My expo app is crashing in prod, how do I troubleshoot it?

My expo app (managed workflow) starts to crash in prod after a while. I was never able to reproduce the crash in non prod while developing the app. If I reinstall the app on the same devise, it will work fine for some time, then will start to crash again. The way it crashes, it shows the black screen with a spinner for like 10 seconds, then locks the devise and asks for the pin code or fingerprint to unlock it.
My wild guess is that it may start happening when I exceed some limit on a number of system managed resources. For instance I’m storing tens of thousands of images in the cache folder. But this is just a theory I can’t prove or disprove. I just know that after the reinstall, or if I add some code to cleanup the cache folder, it will not crash. Cleaning up the cache folder is kind of defeats the purpose of the cache, and I always thoughts the cache folder should be managed by the OS.
Anyone has any suggestions where do I start with troubleshooting the issue?
Any help would be greatly appreciated.

2 Likes

I was able to confirm this case for iOS. For Android it seems to work correctly.

hi there! this is our advice for debugging production crashes: Debugging - Expo Documentation

you can also try expo run:ios to get the native project on your machine and build it with xcode, so you can get possibly more information. read about expo run:ios here

The problem is, that it takes a while for my app to start crashing on iOS (like about a month of active use) – as such I can not really reproduce it in non prod.
And once it starts crashing – the only way to fix is to push over the air update which cleans the cache folder – then it becomes stable again. This is why I’m thinking that my app does not have a leak – the leak is somewhere at a iOS level.
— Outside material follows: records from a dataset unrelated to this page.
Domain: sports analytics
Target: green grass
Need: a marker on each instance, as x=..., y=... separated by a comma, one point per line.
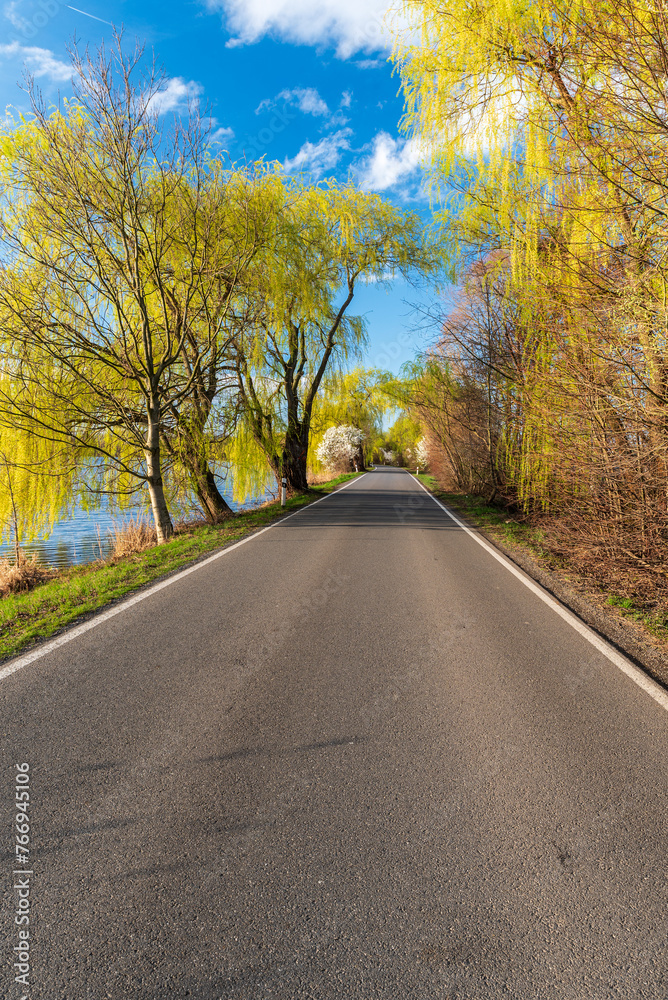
x=498, y=523
x=29, y=618
x=484, y=515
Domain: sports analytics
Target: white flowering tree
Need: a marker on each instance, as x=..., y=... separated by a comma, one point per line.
x=421, y=455
x=341, y=448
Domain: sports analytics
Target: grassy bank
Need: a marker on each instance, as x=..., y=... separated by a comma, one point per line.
x=51, y=606
x=634, y=593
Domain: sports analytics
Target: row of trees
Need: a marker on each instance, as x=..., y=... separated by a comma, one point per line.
x=547, y=123
x=161, y=310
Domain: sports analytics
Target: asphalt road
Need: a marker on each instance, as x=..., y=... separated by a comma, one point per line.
x=352, y=758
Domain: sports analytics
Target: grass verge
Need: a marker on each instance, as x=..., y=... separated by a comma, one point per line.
x=619, y=589
x=26, y=619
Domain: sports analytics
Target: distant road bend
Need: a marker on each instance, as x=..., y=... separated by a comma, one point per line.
x=353, y=758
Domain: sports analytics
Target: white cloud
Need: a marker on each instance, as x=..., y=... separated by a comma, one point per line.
x=11, y=11
x=307, y=99
x=221, y=136
x=39, y=62
x=320, y=156
x=391, y=161
x=348, y=25
x=175, y=94
x=369, y=63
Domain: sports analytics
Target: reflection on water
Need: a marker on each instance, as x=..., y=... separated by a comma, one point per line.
x=85, y=536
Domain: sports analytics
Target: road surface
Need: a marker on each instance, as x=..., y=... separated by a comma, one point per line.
x=353, y=758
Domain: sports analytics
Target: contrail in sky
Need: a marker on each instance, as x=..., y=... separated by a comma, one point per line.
x=90, y=15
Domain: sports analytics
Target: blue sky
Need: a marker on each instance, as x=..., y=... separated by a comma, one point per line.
x=307, y=85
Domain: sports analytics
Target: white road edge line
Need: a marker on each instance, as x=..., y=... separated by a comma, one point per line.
x=651, y=688
x=62, y=640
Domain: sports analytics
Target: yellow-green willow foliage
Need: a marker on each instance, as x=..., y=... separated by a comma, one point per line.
x=297, y=328
x=124, y=247
x=548, y=122
x=36, y=480
x=354, y=398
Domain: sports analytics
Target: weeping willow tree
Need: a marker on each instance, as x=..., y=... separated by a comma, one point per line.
x=548, y=122
x=296, y=325
x=123, y=247
x=36, y=484
x=351, y=398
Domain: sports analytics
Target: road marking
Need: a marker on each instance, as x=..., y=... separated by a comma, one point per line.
x=74, y=633
x=653, y=689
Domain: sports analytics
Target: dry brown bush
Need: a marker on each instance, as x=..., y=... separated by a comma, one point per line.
x=16, y=578
x=131, y=536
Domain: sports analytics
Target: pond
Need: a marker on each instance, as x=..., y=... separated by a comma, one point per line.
x=85, y=536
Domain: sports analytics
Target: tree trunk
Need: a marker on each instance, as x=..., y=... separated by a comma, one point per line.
x=214, y=504
x=358, y=459
x=163, y=522
x=295, y=451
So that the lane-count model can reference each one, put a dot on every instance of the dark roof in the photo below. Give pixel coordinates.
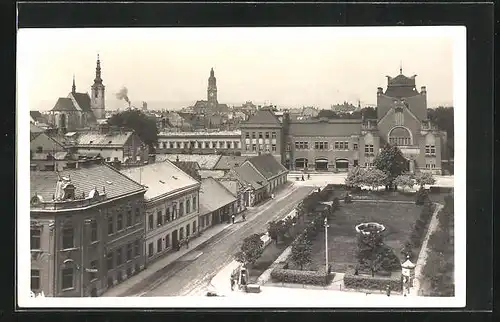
(267, 165)
(401, 91)
(325, 128)
(35, 114)
(99, 176)
(83, 100)
(190, 167)
(213, 196)
(263, 116)
(64, 104)
(227, 162)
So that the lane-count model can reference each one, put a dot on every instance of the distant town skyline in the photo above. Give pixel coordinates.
(288, 67)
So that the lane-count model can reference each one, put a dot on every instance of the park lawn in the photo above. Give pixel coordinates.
(398, 218)
(273, 251)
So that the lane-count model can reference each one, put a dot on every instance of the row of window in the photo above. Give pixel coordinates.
(173, 214)
(159, 243)
(260, 135)
(201, 145)
(260, 147)
(120, 223)
(123, 254)
(430, 149)
(400, 141)
(338, 145)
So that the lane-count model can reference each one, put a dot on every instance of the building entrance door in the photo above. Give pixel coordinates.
(321, 164)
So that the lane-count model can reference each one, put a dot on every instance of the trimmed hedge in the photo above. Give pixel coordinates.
(284, 275)
(372, 283)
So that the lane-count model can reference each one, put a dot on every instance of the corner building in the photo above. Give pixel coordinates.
(321, 144)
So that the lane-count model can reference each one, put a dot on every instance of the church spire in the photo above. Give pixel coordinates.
(98, 79)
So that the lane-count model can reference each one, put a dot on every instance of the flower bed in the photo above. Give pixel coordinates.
(373, 283)
(284, 275)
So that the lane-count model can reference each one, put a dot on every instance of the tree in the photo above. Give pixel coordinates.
(375, 178)
(391, 161)
(143, 126)
(301, 252)
(251, 250)
(424, 178)
(355, 177)
(403, 181)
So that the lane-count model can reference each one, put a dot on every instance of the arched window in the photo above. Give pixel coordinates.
(400, 136)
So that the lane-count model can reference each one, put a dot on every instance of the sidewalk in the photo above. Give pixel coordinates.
(161, 262)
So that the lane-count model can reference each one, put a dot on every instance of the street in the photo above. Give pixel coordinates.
(191, 274)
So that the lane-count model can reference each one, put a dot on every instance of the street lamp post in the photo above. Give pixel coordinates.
(326, 245)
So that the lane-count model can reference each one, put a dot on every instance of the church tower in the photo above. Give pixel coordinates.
(97, 93)
(212, 89)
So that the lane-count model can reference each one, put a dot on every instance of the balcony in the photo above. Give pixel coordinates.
(66, 204)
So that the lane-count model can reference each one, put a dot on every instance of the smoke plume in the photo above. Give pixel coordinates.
(122, 95)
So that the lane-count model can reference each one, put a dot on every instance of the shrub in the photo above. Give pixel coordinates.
(284, 275)
(372, 283)
(421, 197)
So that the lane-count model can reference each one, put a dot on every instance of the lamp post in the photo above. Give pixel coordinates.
(326, 245)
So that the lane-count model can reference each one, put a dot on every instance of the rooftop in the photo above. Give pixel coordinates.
(267, 165)
(205, 161)
(108, 182)
(213, 196)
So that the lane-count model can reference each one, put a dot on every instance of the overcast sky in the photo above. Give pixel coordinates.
(289, 67)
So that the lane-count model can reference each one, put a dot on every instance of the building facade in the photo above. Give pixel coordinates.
(172, 206)
(339, 144)
(87, 231)
(202, 142)
(80, 110)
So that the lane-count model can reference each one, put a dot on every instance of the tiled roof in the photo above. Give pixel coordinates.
(213, 196)
(102, 177)
(64, 104)
(267, 165)
(232, 185)
(205, 161)
(160, 178)
(249, 175)
(107, 140)
(83, 100)
(227, 162)
(211, 173)
(190, 167)
(329, 128)
(263, 116)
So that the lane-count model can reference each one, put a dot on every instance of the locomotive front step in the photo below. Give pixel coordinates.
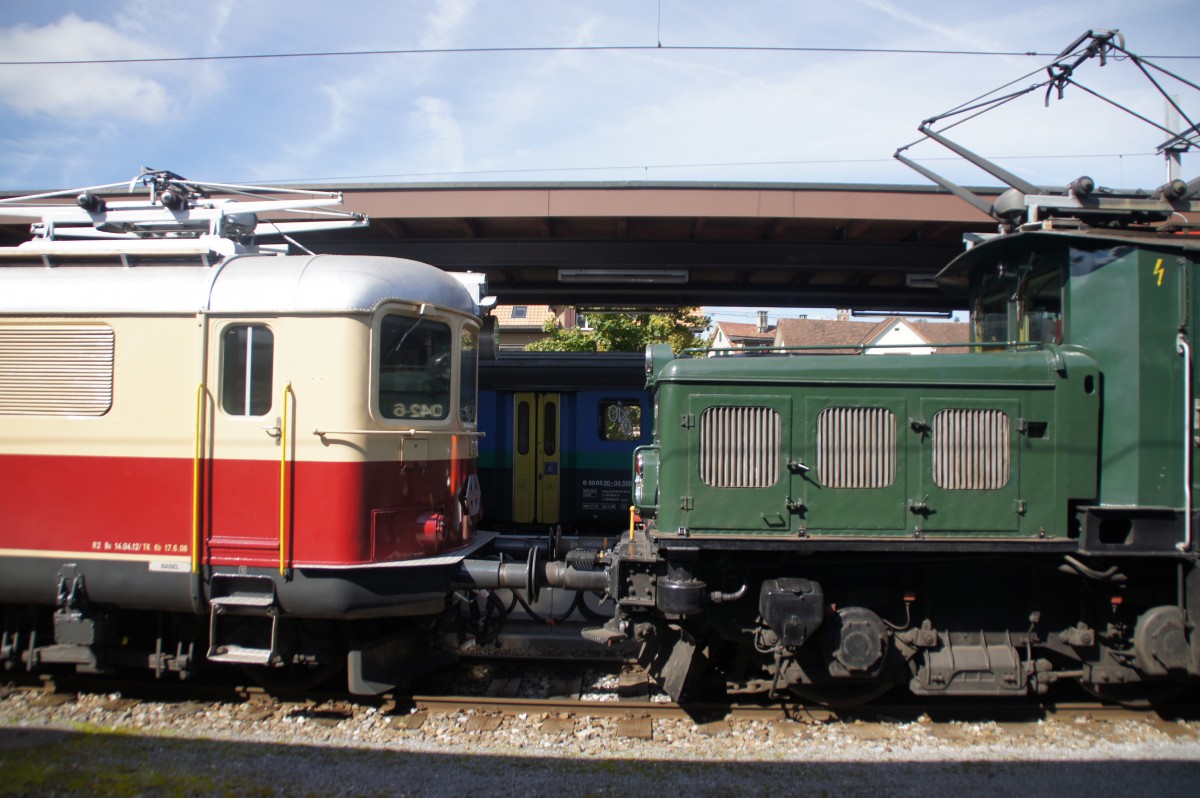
(244, 621)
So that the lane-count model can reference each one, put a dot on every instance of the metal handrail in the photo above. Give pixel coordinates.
(285, 433)
(411, 432)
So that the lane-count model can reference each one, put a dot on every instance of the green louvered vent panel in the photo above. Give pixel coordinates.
(55, 370)
(739, 447)
(971, 449)
(857, 447)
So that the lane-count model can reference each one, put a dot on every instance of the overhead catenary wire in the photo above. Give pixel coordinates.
(551, 48)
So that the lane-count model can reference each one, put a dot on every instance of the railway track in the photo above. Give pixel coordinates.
(564, 691)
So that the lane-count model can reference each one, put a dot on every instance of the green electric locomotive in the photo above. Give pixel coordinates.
(981, 522)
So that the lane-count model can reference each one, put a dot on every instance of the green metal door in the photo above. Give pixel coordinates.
(738, 448)
(855, 471)
(970, 472)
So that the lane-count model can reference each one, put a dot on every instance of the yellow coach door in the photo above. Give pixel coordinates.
(535, 457)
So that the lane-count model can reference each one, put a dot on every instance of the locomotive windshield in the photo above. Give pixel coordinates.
(1023, 306)
(414, 369)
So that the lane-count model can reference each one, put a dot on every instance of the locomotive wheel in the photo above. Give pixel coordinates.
(837, 696)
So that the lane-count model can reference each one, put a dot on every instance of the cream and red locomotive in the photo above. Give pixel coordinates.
(214, 450)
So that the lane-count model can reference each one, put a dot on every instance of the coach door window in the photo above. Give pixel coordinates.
(247, 365)
(415, 369)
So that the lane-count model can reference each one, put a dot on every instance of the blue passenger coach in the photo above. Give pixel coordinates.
(561, 429)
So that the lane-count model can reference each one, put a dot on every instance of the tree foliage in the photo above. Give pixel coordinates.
(627, 333)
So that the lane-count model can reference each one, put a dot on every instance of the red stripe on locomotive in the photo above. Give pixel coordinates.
(339, 513)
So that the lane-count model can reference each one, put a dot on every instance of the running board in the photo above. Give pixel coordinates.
(244, 621)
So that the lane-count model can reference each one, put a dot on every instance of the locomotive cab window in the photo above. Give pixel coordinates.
(415, 369)
(247, 367)
(1021, 306)
(468, 379)
(621, 420)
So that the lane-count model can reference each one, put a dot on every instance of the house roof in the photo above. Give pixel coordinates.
(745, 331)
(533, 318)
(943, 335)
(834, 333)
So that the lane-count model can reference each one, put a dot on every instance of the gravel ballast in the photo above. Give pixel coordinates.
(105, 744)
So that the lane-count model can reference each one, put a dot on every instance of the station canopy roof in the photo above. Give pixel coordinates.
(667, 245)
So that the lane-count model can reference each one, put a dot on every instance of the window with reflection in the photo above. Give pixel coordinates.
(415, 369)
(468, 379)
(1021, 306)
(247, 366)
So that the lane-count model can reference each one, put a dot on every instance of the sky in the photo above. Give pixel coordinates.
(652, 114)
(463, 105)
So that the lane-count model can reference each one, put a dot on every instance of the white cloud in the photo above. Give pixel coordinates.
(78, 91)
(438, 133)
(444, 22)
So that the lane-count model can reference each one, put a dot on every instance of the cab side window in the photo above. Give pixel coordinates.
(247, 367)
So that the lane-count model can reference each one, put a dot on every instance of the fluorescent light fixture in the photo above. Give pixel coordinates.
(623, 275)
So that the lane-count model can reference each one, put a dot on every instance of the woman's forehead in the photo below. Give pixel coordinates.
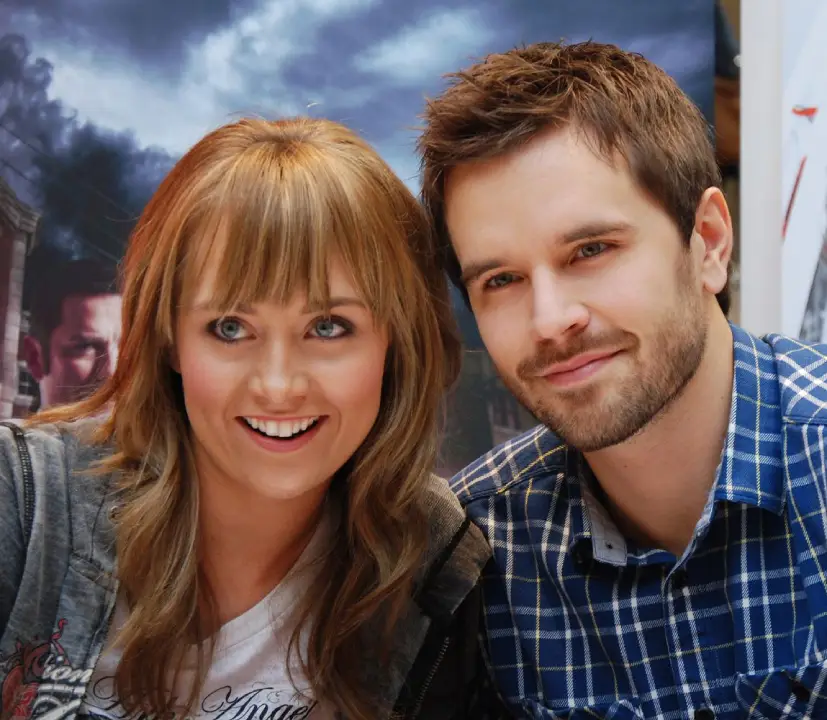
(208, 289)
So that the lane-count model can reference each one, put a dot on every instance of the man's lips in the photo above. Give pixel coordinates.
(577, 368)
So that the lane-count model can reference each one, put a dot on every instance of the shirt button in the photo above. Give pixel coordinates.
(801, 691)
(680, 579)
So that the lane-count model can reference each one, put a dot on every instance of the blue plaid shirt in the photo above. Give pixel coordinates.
(580, 623)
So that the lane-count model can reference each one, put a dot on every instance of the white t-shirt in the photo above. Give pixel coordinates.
(248, 677)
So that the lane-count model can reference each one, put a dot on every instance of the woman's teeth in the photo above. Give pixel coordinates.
(281, 428)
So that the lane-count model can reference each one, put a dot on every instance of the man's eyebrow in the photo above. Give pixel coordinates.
(473, 271)
(589, 231)
(593, 230)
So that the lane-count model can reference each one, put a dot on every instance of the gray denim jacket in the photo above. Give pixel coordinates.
(58, 580)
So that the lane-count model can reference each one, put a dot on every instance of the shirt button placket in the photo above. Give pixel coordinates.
(680, 641)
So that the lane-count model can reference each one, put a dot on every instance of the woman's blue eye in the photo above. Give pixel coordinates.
(228, 329)
(592, 249)
(330, 328)
(499, 281)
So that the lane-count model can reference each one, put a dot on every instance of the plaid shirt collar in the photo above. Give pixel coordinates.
(742, 476)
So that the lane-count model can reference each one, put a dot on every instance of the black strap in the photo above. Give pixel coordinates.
(28, 479)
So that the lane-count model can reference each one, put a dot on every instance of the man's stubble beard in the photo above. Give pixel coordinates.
(599, 415)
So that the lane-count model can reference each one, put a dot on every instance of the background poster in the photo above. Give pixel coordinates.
(97, 100)
(804, 170)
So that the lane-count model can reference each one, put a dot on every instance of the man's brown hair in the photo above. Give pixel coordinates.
(622, 104)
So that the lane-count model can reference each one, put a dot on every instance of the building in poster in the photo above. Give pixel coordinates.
(804, 172)
(18, 223)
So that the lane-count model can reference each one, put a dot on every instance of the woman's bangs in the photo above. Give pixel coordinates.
(266, 232)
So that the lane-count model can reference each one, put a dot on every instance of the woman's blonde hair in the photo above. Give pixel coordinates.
(272, 203)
Perhaps there is some dependency on number of files cached, perhaps expo filesystem library utilizes all available file handles which makes the app to run out of the file handles which results in crash. Of course, this is just a hypothesis, I would really appreciate if someone is curious enough about what’s going on here and wants to help to brainstorm this issue.

Are you saying that the device crashes and reboots? And that just clearing the cache gets it to start working again?

What happens if you write an app that just copies files over and over into the cache until you have a similar number of files in cache to the number in your real app when the crashing happens. Does that reproduce the problem?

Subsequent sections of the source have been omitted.